KP: The clerk of the peace position is important because, in addition to processing marriage licenses and preforming wedding ceremonies, this position is also responsible for attending and recording Levy Court meetings as custodian of the minutes, advertising and posting county ordinances and countersigning warrants drawn on county funds. I would not support a move to make the clerk’s office an appointed position. The people of Kent County deserve to decide who serves as their clerk of the peace. If made appointed, the clerk would become yet another position of government patronage doled out to lackeys of the majority party.

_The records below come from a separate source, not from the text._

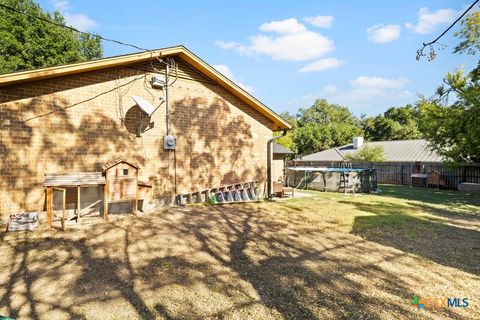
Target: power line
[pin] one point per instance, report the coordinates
(72, 28)
(431, 43)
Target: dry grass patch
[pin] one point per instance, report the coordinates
(324, 257)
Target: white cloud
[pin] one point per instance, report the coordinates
(321, 65)
(428, 21)
(226, 45)
(320, 21)
(293, 42)
(284, 26)
(79, 21)
(364, 94)
(330, 88)
(225, 70)
(381, 33)
(378, 83)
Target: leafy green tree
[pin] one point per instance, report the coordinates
(287, 140)
(367, 154)
(394, 124)
(453, 129)
(323, 126)
(28, 43)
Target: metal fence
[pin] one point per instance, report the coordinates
(400, 172)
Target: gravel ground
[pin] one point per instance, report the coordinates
(327, 256)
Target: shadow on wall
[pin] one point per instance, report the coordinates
(45, 135)
(215, 146)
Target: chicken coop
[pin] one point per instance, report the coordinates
(121, 184)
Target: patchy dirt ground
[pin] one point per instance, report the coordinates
(328, 256)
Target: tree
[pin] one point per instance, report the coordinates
(287, 141)
(454, 129)
(367, 154)
(394, 124)
(323, 126)
(28, 43)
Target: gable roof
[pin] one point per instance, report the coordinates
(394, 151)
(279, 149)
(278, 123)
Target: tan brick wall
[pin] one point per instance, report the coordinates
(79, 122)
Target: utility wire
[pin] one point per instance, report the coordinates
(429, 44)
(72, 28)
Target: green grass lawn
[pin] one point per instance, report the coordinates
(327, 256)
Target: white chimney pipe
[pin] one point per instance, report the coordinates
(357, 142)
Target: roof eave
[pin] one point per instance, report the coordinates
(278, 123)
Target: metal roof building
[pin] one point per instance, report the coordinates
(394, 151)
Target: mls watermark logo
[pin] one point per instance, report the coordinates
(430, 302)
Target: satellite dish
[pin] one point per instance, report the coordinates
(144, 105)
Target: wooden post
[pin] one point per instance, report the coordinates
(49, 206)
(105, 199)
(136, 194)
(78, 204)
(64, 214)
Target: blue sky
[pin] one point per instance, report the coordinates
(289, 53)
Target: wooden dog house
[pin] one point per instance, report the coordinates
(121, 184)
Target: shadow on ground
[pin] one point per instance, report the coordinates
(201, 262)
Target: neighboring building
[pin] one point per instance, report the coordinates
(278, 163)
(394, 151)
(76, 117)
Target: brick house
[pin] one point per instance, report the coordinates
(76, 117)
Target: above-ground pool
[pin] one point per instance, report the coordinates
(332, 179)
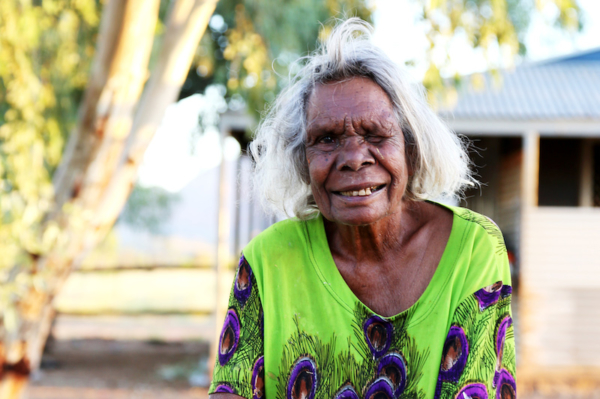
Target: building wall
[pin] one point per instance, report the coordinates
(560, 287)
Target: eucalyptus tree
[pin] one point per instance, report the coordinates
(77, 110)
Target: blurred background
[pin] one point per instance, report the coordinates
(124, 176)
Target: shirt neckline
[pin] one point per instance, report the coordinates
(325, 267)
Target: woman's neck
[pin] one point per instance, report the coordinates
(376, 242)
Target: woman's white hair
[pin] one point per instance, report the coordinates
(281, 180)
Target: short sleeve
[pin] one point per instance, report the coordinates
(478, 357)
(239, 367)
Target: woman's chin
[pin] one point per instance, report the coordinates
(354, 217)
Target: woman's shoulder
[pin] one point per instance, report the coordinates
(481, 258)
(283, 239)
(479, 228)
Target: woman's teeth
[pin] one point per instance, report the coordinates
(362, 193)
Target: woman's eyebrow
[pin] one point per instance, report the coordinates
(325, 124)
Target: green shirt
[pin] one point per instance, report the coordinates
(295, 330)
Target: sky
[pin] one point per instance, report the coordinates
(179, 151)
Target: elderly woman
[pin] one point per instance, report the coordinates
(373, 290)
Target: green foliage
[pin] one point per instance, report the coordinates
(147, 207)
(491, 26)
(250, 44)
(45, 54)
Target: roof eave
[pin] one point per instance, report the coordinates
(546, 127)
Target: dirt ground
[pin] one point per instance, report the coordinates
(82, 369)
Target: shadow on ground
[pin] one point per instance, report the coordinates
(93, 368)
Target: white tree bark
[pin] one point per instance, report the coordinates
(101, 159)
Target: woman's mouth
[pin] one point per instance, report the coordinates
(363, 192)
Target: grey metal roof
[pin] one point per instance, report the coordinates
(562, 89)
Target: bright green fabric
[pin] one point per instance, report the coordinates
(310, 313)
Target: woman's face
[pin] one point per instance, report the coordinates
(355, 152)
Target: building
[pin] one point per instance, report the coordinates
(536, 143)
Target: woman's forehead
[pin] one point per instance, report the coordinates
(357, 100)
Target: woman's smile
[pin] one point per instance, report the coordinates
(355, 152)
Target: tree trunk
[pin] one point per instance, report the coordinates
(99, 165)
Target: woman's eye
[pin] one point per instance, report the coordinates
(371, 138)
(327, 140)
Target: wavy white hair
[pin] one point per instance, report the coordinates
(281, 180)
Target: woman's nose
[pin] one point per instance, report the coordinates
(354, 154)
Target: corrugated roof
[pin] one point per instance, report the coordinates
(565, 89)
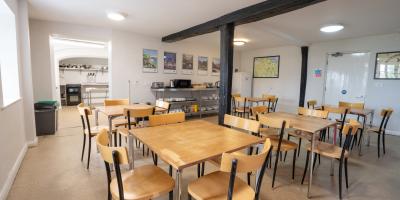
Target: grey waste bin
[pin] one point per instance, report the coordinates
(46, 117)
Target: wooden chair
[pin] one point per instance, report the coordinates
(323, 114)
(279, 144)
(381, 130)
(335, 152)
(311, 103)
(144, 182)
(241, 106)
(116, 102)
(247, 125)
(88, 130)
(165, 119)
(135, 114)
(224, 184)
(162, 107)
(255, 110)
(342, 111)
(272, 102)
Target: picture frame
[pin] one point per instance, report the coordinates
(202, 65)
(387, 66)
(266, 67)
(150, 60)
(187, 64)
(169, 62)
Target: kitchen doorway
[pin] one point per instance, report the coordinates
(81, 71)
(346, 77)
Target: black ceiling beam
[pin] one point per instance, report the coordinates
(246, 15)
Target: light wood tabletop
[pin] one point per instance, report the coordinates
(303, 123)
(119, 110)
(185, 144)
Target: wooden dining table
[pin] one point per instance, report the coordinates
(308, 124)
(112, 112)
(189, 143)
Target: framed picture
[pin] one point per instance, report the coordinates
(387, 65)
(169, 63)
(216, 66)
(150, 60)
(266, 67)
(202, 67)
(187, 64)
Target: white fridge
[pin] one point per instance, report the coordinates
(242, 84)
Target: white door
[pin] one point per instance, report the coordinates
(346, 78)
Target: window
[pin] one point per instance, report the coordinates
(9, 74)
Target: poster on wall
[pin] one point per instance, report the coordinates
(216, 67)
(187, 64)
(202, 67)
(266, 67)
(169, 63)
(387, 65)
(150, 60)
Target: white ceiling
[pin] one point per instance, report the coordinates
(160, 17)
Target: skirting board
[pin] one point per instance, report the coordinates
(13, 173)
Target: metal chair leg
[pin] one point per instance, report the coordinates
(305, 168)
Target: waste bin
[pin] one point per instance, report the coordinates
(46, 117)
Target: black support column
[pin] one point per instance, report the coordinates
(226, 61)
(303, 80)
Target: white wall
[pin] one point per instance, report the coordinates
(287, 86)
(380, 93)
(125, 61)
(17, 118)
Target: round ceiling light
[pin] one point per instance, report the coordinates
(116, 16)
(332, 28)
(240, 42)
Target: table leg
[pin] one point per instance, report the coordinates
(179, 184)
(311, 165)
(131, 152)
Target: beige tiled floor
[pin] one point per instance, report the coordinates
(53, 170)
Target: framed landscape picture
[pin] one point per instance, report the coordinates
(266, 67)
(387, 65)
(216, 66)
(187, 64)
(202, 67)
(169, 63)
(150, 60)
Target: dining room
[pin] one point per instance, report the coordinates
(241, 99)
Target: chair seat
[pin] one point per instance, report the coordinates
(374, 129)
(94, 130)
(327, 150)
(122, 122)
(214, 186)
(145, 182)
(301, 134)
(269, 132)
(286, 145)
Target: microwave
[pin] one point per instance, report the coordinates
(182, 83)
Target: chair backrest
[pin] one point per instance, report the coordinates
(255, 110)
(163, 104)
(241, 123)
(112, 155)
(359, 105)
(323, 114)
(242, 163)
(311, 103)
(164, 119)
(116, 102)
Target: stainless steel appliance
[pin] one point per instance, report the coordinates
(181, 83)
(74, 94)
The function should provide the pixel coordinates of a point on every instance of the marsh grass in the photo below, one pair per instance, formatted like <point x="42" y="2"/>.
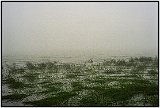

Do you have any additional thoughts you wish to share?
BW:
Four years ago, I was elected to represent the voters of Kent County and took an oath of office pledging to perform my duties as Kent County clerk of the peace. I have remained committed and dedicated in my performance as an elected official. It truly has been an honor and a privilege to serve the citizens of this county, and I would like to ask once again for your support in my reelection Nov. 3, so that I may continue my passion in serving my community. Thank you.
KP: If given the opportunity to serve as Kent County’s next clerk of the peace, I would bring new ideas to the office, greatly benefiting newly wedded couples and families in Kent County. As clerk, I will serve as your watchdog, frequently communicating with the public about ordinances under consideration and passed by Levy Court and other official county business. I’ll be the eyes and ears of the public, performing my duties as an independent county official observing Levy Court.